Consent, privacy and GDPR

Client

A large international non-profit with U.S. based headquarters.

Role

UX Designer

Goal

At the time of design, GDPR was relatively new. There weren’t any good (i.e. upheld by legal precedent) examples we could build from.

The organization needed to respect the GDPR rights of its members by designing new flows for managing personal information and contact preferences.

Result

An early example that set the stage for how companies manage consent and PII. Laws like GDPR and CCPA are quickly becoming the rule, rather than the exception.

I designed and our engineering team built both internal and consumer-facing tools for members to manage their personal information.

The story…

The General Data Protection Regulation— GDPR for short— was a massive consumer data protection and privacy law passed by the European Union in 2016 and implemented in 2018. For any company who collected data on European Union citizens, this demanded major changes to business practice and any products where personal information appeared.

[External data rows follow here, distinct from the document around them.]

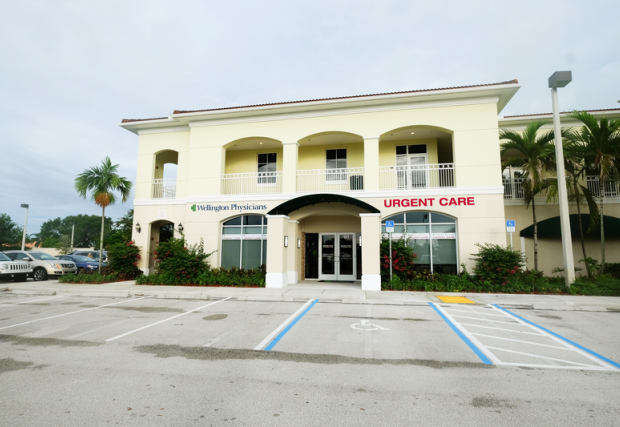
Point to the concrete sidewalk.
(326, 292)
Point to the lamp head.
(560, 79)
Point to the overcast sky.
(71, 70)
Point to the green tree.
(597, 142)
(10, 233)
(102, 182)
(532, 153)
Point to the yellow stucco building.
(306, 187)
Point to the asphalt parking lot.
(63, 359)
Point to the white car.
(12, 270)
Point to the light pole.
(561, 79)
(25, 226)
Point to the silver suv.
(9, 269)
(43, 265)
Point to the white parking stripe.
(162, 321)
(37, 300)
(73, 312)
(269, 337)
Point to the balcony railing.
(330, 180)
(252, 183)
(165, 188)
(610, 187)
(413, 177)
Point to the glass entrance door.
(337, 256)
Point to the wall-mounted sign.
(429, 202)
(231, 207)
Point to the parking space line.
(277, 330)
(162, 321)
(72, 312)
(557, 336)
(487, 357)
(288, 328)
(37, 300)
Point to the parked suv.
(92, 254)
(9, 269)
(43, 265)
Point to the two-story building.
(306, 187)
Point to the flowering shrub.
(403, 260)
(497, 265)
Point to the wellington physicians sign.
(231, 207)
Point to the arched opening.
(432, 236)
(416, 157)
(253, 166)
(160, 231)
(165, 174)
(244, 242)
(330, 162)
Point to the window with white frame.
(267, 167)
(244, 242)
(335, 160)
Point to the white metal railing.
(412, 177)
(330, 180)
(165, 188)
(252, 183)
(610, 187)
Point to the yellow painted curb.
(456, 300)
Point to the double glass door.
(337, 259)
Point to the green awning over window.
(303, 201)
(551, 227)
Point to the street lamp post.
(25, 226)
(561, 79)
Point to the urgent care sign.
(429, 202)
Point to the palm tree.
(102, 182)
(598, 143)
(533, 152)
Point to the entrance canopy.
(551, 227)
(313, 199)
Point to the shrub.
(123, 260)
(403, 260)
(497, 265)
(176, 258)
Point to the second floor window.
(267, 166)
(336, 159)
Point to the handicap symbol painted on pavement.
(366, 325)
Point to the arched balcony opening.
(253, 166)
(330, 162)
(165, 175)
(416, 157)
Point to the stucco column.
(289, 166)
(371, 163)
(371, 245)
(276, 252)
(293, 254)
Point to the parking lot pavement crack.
(45, 342)
(219, 354)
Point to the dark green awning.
(303, 201)
(551, 227)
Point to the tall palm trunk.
(101, 242)
(583, 243)
(535, 235)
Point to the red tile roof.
(563, 112)
(346, 97)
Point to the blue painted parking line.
(587, 350)
(288, 328)
(471, 345)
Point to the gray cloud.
(71, 70)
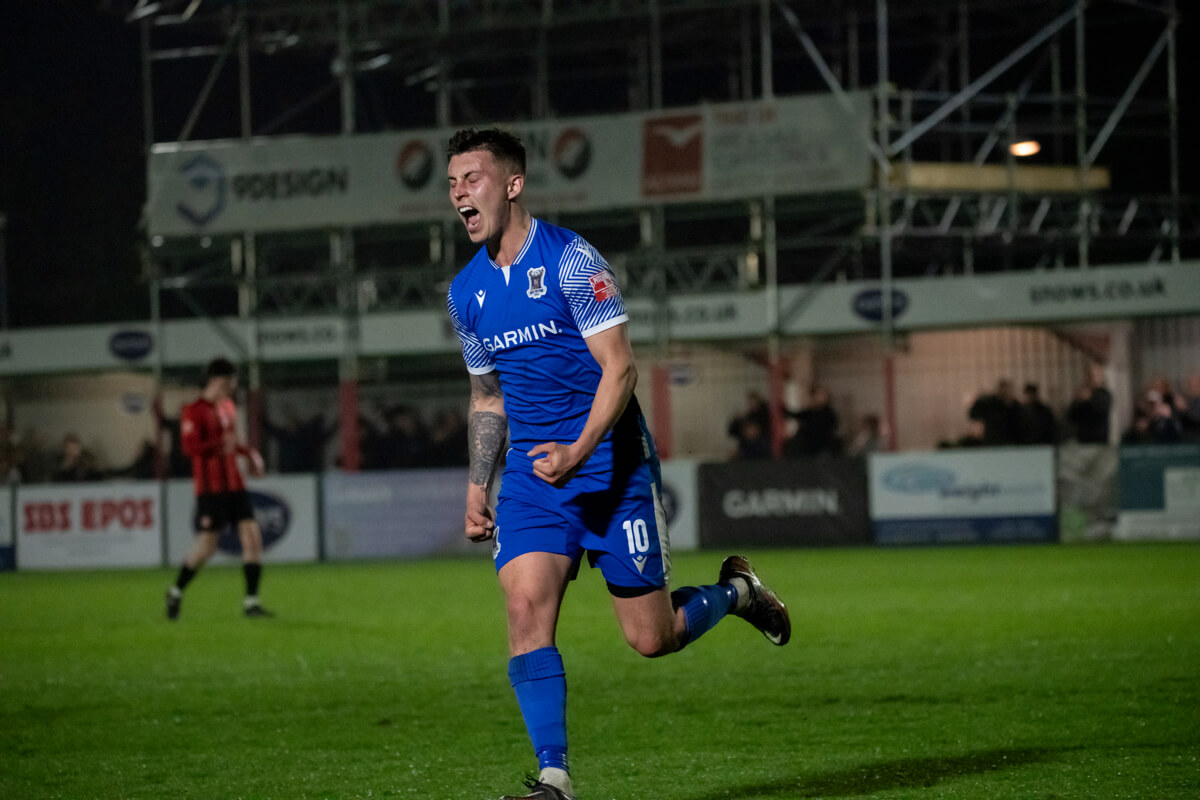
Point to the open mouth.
(469, 217)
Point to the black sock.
(185, 577)
(252, 572)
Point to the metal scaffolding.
(955, 83)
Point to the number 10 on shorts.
(639, 536)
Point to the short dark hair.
(220, 367)
(504, 146)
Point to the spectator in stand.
(1153, 422)
(300, 444)
(817, 432)
(405, 443)
(448, 441)
(1000, 414)
(1038, 423)
(972, 438)
(76, 463)
(12, 457)
(753, 440)
(1187, 405)
(142, 468)
(869, 438)
(371, 455)
(1090, 411)
(751, 426)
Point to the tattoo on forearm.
(487, 432)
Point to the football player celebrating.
(544, 336)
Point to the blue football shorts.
(618, 523)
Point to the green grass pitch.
(982, 673)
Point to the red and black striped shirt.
(209, 437)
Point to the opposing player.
(209, 437)
(544, 335)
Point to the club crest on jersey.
(604, 286)
(537, 282)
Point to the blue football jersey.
(529, 322)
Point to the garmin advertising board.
(791, 503)
(971, 495)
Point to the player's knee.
(653, 643)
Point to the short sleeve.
(479, 361)
(591, 289)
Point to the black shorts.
(217, 510)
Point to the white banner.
(958, 497)
(971, 482)
(286, 510)
(1014, 298)
(681, 504)
(76, 525)
(791, 145)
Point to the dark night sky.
(71, 156)
(71, 160)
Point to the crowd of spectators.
(1163, 415)
(300, 444)
(815, 429)
(996, 417)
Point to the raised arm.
(487, 428)
(618, 377)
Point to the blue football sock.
(703, 606)
(540, 684)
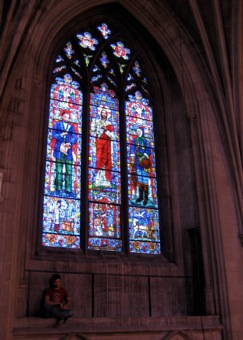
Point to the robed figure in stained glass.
(140, 160)
(65, 137)
(103, 130)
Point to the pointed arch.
(100, 190)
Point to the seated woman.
(57, 301)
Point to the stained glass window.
(100, 189)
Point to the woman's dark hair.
(55, 277)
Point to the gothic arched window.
(100, 189)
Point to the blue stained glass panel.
(104, 220)
(134, 192)
(104, 154)
(60, 241)
(76, 147)
(103, 190)
(50, 181)
(104, 244)
(61, 216)
(144, 231)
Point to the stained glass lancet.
(118, 93)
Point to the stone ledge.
(37, 327)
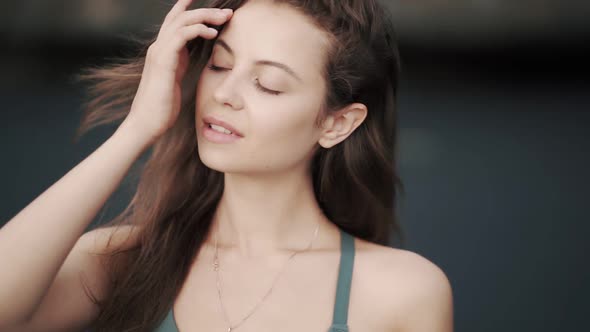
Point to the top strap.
(339, 322)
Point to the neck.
(266, 216)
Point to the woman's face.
(269, 88)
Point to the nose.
(227, 92)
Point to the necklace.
(216, 268)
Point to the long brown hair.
(355, 182)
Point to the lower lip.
(217, 137)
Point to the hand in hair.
(156, 104)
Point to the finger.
(178, 8)
(184, 34)
(201, 15)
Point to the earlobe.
(340, 125)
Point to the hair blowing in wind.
(355, 182)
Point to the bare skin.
(392, 290)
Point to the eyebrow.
(282, 66)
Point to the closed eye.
(258, 86)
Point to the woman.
(268, 198)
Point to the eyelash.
(258, 86)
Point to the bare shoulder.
(415, 293)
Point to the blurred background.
(495, 135)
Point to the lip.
(211, 120)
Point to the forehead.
(262, 30)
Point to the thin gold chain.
(216, 269)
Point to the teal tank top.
(340, 315)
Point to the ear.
(338, 125)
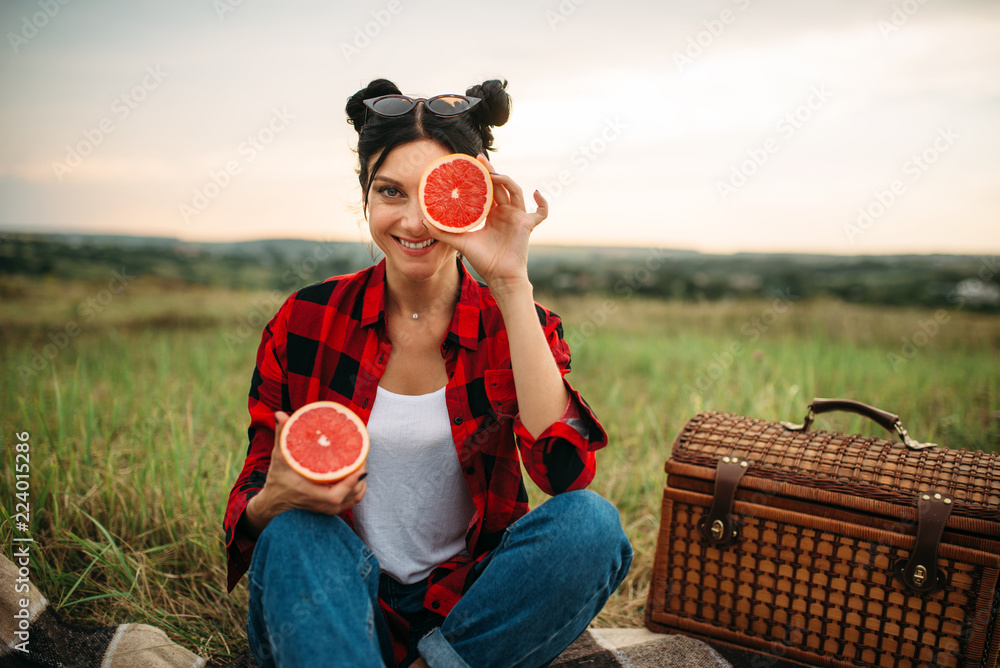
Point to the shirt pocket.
(501, 393)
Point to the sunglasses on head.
(439, 105)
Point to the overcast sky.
(759, 125)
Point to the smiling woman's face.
(394, 216)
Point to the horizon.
(986, 256)
(843, 127)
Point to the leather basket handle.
(884, 419)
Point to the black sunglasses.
(439, 105)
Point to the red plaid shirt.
(328, 342)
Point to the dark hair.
(469, 133)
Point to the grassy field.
(134, 395)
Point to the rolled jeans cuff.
(438, 653)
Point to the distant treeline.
(951, 281)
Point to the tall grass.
(138, 426)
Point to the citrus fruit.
(456, 193)
(324, 441)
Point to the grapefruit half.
(324, 441)
(456, 193)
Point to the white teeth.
(423, 244)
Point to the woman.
(432, 559)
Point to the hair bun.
(493, 111)
(357, 112)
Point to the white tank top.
(417, 507)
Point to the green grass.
(138, 424)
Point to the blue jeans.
(314, 587)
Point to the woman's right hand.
(284, 488)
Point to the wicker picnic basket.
(826, 548)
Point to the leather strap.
(719, 526)
(920, 572)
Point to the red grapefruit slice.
(456, 193)
(324, 441)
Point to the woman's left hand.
(499, 250)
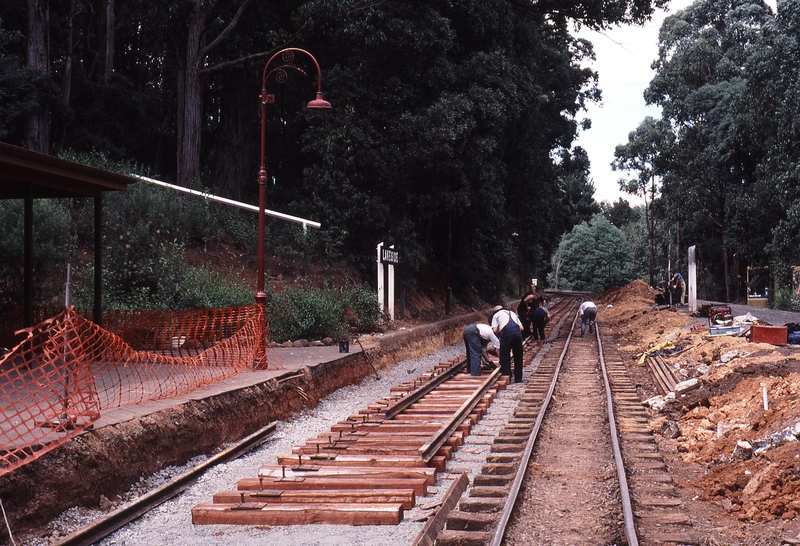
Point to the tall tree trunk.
(190, 90)
(237, 134)
(110, 24)
(66, 84)
(726, 267)
(37, 136)
(190, 99)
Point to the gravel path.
(171, 522)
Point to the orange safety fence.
(55, 382)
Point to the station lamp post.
(285, 62)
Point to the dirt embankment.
(732, 441)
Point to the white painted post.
(380, 278)
(692, 280)
(391, 289)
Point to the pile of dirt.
(732, 442)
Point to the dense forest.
(451, 129)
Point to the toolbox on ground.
(775, 335)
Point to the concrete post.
(380, 279)
(692, 280)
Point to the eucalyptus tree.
(465, 137)
(645, 155)
(700, 83)
(774, 90)
(593, 256)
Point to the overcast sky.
(624, 55)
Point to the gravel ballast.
(171, 522)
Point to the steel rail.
(409, 399)
(516, 485)
(117, 519)
(627, 508)
(430, 448)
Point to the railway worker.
(540, 316)
(476, 338)
(508, 328)
(523, 312)
(587, 313)
(678, 286)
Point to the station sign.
(389, 256)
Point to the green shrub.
(365, 308)
(316, 313)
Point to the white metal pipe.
(231, 202)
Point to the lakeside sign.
(390, 257)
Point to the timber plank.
(274, 471)
(299, 514)
(356, 460)
(404, 497)
(418, 485)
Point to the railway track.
(379, 463)
(370, 468)
(576, 464)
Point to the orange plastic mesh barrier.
(55, 383)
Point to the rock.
(686, 386)
(743, 450)
(725, 428)
(671, 430)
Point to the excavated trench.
(103, 463)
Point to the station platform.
(282, 361)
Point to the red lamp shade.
(319, 103)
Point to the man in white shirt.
(476, 338)
(507, 326)
(587, 313)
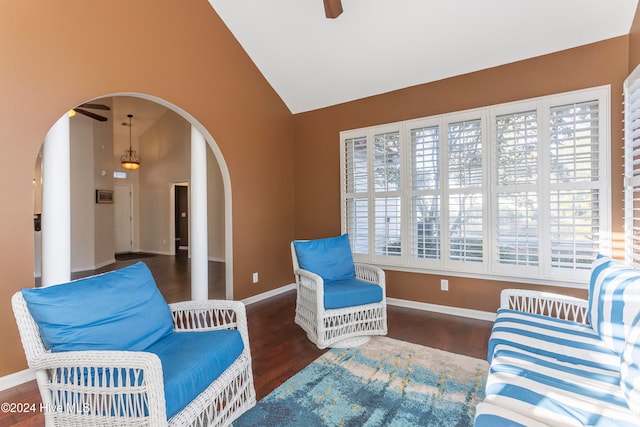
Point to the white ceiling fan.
(332, 8)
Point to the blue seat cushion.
(350, 292)
(329, 258)
(118, 310)
(191, 361)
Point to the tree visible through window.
(518, 190)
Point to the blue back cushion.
(329, 258)
(614, 300)
(118, 310)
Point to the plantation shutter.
(517, 193)
(425, 189)
(465, 180)
(632, 167)
(386, 175)
(574, 184)
(356, 181)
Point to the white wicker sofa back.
(108, 350)
(558, 360)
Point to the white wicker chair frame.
(343, 327)
(125, 388)
(545, 303)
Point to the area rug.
(384, 382)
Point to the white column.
(56, 204)
(198, 241)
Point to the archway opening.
(160, 133)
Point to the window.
(632, 167)
(518, 190)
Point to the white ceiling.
(377, 46)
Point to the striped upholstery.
(614, 300)
(630, 369)
(554, 371)
(488, 415)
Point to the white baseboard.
(443, 309)
(263, 296)
(104, 264)
(15, 379)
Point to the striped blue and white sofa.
(557, 360)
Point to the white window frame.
(489, 268)
(632, 167)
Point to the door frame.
(172, 215)
(131, 213)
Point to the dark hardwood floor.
(279, 348)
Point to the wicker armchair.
(341, 327)
(126, 388)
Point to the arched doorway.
(160, 159)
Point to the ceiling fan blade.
(332, 8)
(90, 114)
(95, 106)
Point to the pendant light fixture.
(130, 159)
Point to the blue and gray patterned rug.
(384, 382)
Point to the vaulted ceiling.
(377, 46)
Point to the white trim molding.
(443, 309)
(265, 295)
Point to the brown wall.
(56, 55)
(317, 159)
(634, 42)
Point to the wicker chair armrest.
(98, 376)
(210, 315)
(546, 303)
(370, 273)
(310, 280)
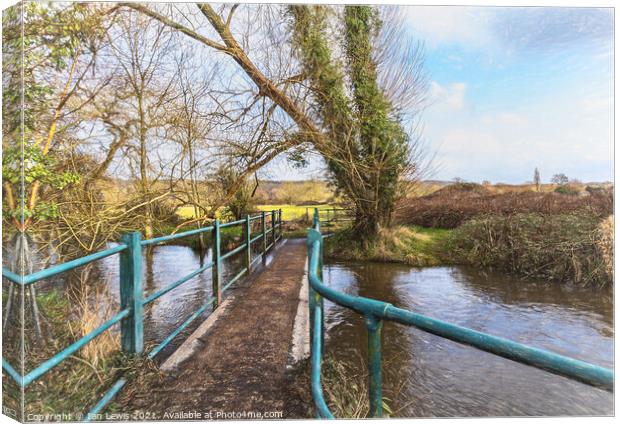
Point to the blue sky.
(514, 88)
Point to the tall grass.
(411, 245)
(456, 204)
(566, 247)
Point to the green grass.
(412, 245)
(289, 212)
(77, 383)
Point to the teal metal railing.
(375, 312)
(132, 301)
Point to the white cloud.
(451, 96)
(445, 24)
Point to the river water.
(425, 375)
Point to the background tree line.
(187, 102)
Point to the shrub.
(566, 189)
(453, 205)
(563, 247)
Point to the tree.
(537, 179)
(369, 148)
(365, 125)
(560, 179)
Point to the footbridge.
(235, 360)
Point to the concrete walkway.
(239, 356)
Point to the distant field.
(289, 212)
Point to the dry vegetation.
(451, 206)
(562, 247)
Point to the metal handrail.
(133, 301)
(376, 311)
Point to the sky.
(511, 89)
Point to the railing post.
(217, 274)
(273, 227)
(374, 366)
(264, 231)
(248, 247)
(315, 218)
(132, 327)
(279, 224)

Consent is one of the key tenets of the GDPR law. The law defines it as “freely given, specific, informed and unambiguous indication […] by a statement or by a clear affirmative action.”

Users had to opt in to the uses of their information. Further, the law was interpreted that we couldn’t use design to make certain options more appealing, or use coercive design to steer a user to the choice we wanted them to take.

It was interpreted that using colors with strong imbued meanings like green and red were coercive— we had to choose and test novel colors. We added the icons to ease some of the cognitive dissonance these new colors presented in testing.

There was also a significant education portion of GDPR we needed to address. We had a large backend team located in a non E.U. country that was used to working directly with members. Because of the importance some teams assigned to these uses of personal information, our backend team often opted members in. While training was provided— additional reminders were needed.

We created a new feature called “my privacy and consents.” The notion of Privacy was better understood by non E.U. members; whereas those familiar with GDPR jargon were clearer with the word consents. Because other staff were able to update consents (in limited contexts), we needed to be transparent with the user about who— and when— a consent was updated.

Designing for some of these new requirements required establishing new patterns that also needed to be built into the organization’s design system— as well as working with developers to ensure that there was clarity around when a “yes/no” option was consent and required an alternative design. After all, the use of red and green is so well established that removing it entirely would have adversely affected task completion and increased user error.

Consent wasn’t the only consideration— we additionally I designed the flows for the “Right to be forgotten,” changed how we presented our privacy policy, and further revamped our UX research program to be GDPR compliant and respectful of our E.U. members’ rights.